Bibliographic record
Abstract
Abstract Data literacy has been suggested as an important competence that individuals need to succeed in a data‐intensive society. However, there is no common understanding as to what data literacy entails and how it could be developed. Instructional emphasis on developing competence of individuals fails to capture learners' relationship to data in everyday life and limits what they can possibly achieve in data‐rich environments. This paper critically reviews conceptualizations of data literacy in the literature with a focus in K‐12 education. The analysis determined four orientations of data literacy: development of competence, inquiry with data, awareness of personal data and civic engagement. I proposed a broader conceptualization of data literacy that integrates conceptions, competencies and contexts. The study offers holistic and context‐oriented framing of data literacy for researchers and educators. Practitioner notes What is known about the topic Data literacy is a potential buzzword in the recent literature. There are increasing calls for developing data literacy skills of students and the general public. Data literacy is framed and implemented as a technical competence. Accordingly, curricular interventions and pedagogical practices focus on making use of data and benefiting from available datasets. What this paper adds The above framing of data literacy is too narrow to be useful in everyday life and rarely considers individuals interaction with data outside of schools.
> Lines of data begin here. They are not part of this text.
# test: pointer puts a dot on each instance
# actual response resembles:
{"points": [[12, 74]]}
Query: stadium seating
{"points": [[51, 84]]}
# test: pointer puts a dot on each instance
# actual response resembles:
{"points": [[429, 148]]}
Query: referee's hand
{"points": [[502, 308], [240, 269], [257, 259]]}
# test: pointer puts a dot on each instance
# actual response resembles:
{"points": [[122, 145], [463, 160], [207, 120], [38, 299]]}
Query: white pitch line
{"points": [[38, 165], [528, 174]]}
This study develops four focus areas in the conceptualization of data literacy and suggests broader framing of the concept as it relates to everyday life. It also suggests context‐oriented approaches to data literacy education that can go beyond classrooms and academic activities. Implications for practice and policy This paper has implication for educators, researchers and policy makers. It allows boarder conceptualizations of data literacy that can be used in curricular interventions. It also provides ways of designing learning environments for the data literacy education and research.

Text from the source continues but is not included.